Thirdly, the judges said the European court has emphasised that article 5 is concerned with the physical liberty of the person and is not concerned with mere restrictions on the liberty of movement.

“Yet the acid test takes no account of the type of setting where an individual receives care and treatment and draws no distinction between the position of an individual in, say, a category A prison or a high security psychiatric hospital on the one hand, and a person supported to live as independently as possible in their own accommodation or in their family home.”

Lord Sales and Lady Simler added: “The effect of the restrictions on an individual living in their family home with their family, or living in their own home, with opportunities for leaving the place of residence for recreation, education or social contact, is likely to be very different from the effect on an individual held in a psychiatric hospital or a prison. The normality of the circumstances in which an individual is cared for is a relevant factor.”

Fourthly, the acid test in Cheshire West “takes no account of the innate limitations to which an individual may be subject by reason of their own physical or mental condition.
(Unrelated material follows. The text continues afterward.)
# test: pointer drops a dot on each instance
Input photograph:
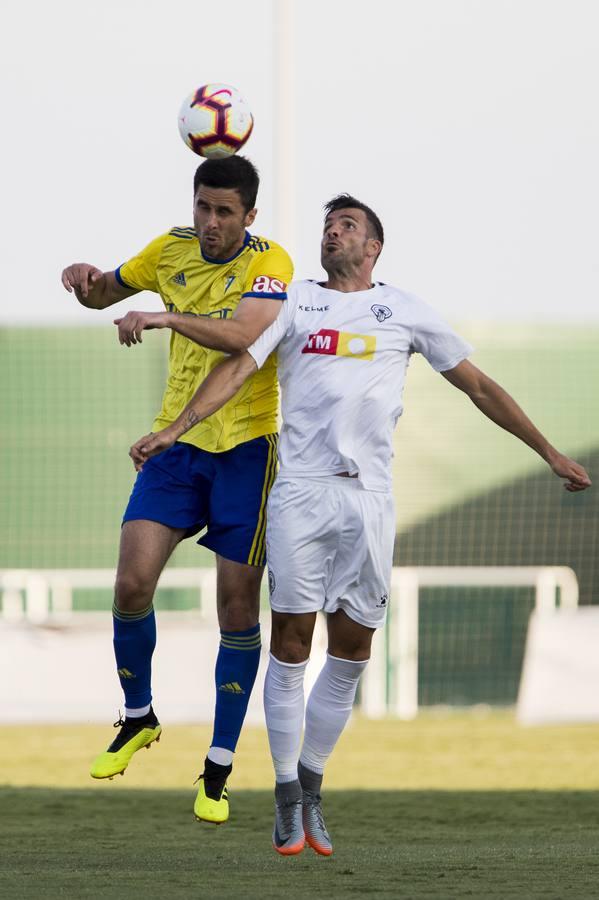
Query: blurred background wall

To the extent that the majority assumed that such a person would be subject to a deprivation of liberty under article 5…, we disagree.”
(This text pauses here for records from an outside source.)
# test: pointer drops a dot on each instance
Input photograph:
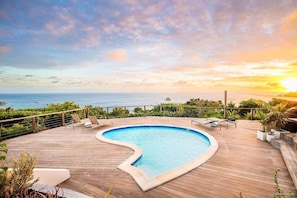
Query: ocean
(40, 100)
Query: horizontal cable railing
(10, 128)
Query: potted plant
(278, 118)
(261, 134)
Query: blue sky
(147, 46)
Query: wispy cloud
(151, 44)
(117, 55)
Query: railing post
(34, 127)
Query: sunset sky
(148, 46)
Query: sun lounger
(211, 122)
(228, 122)
(94, 123)
(76, 122)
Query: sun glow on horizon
(290, 84)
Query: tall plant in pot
(261, 134)
(277, 117)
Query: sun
(290, 84)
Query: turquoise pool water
(164, 147)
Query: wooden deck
(241, 164)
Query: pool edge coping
(149, 183)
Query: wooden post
(63, 118)
(225, 105)
(34, 127)
(144, 110)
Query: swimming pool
(161, 153)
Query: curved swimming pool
(161, 153)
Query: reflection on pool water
(164, 147)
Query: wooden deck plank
(241, 164)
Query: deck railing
(10, 128)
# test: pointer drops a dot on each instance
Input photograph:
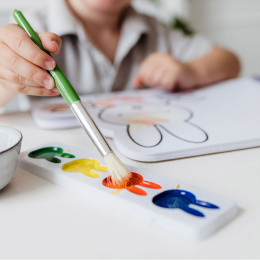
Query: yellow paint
(85, 166)
(115, 192)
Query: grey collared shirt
(88, 69)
Fifthly, the majority in Cheshire West were wrong to discount the potential relevance of the purpose for which measures of confinement were imposed.

Sixthly, the approach taken by the majority in Cheshire West equates lack of legal capacity with lack of valid consent (as part of the subjective element of the article 5 test); “and this appears to have led them to treat the subjective element as not being in play in the three cases”. 
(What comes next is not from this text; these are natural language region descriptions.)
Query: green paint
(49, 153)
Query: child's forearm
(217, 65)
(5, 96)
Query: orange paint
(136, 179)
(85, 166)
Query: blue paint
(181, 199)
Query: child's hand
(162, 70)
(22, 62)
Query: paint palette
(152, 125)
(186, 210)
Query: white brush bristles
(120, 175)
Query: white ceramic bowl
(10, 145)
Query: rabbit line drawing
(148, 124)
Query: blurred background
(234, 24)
This is wrong, Lord Sales and Lady Simler said: “To treat the lack of legal capacity as an inability to express valid consent confuses the analysis. A person may not have mental capacity to make decisions about their care and residence arrangements, but if they have a basic level of awareness and consciousness of their living arrangements that is sufficient to enable them to know and communicate whether they are happy or unhappy with them, they may be treated as able to give or withhold valid consent to confinement by an expression of their wishes and feelings.”

Lord Sales and Lady Simler said they would “decline to follow Cheshire West and would overrule it. The so-called acid test has never been adopted by the European court and is wrong in principle.”

Responding to the ruling, charities the National Autistic Society, Mencap and Mind – which intervened in the case – said in a joint statement: “This judgement sets us back decades and removes safeguards that history shows us are vital for disabled people. By removing independent checks, advocacy, and automatic access to legal aid, the Court has closed the gateway to justice and support for many who need it most. Stripping away these safeguards makes it easier for abuse and neglect to go unnoticed behind closed doors. A litany of previous wrongdoings demonstrate how closed cultures, lack of independent oversight and restrictive care can lead to abuse scandals and decisions like this fly in the face of everything we've learnt.

“We are calling on the UK government to act with urgency to issue interim guidance to local authorities and health and care providers to prevent them being plunged into chaos by this ruling. It should urgently bring in new laws and guidance that strengthens protections for some of the people who are most at risk. This should include clearly explaining how disabled people and their families can challenge breaches of their rights and get the advocacy and support they need.

“To the many people that will be affected by this ruling now and in the future, we stand with you and you are not alone. This decision devalues the rights and dignity of disabled people in this country.”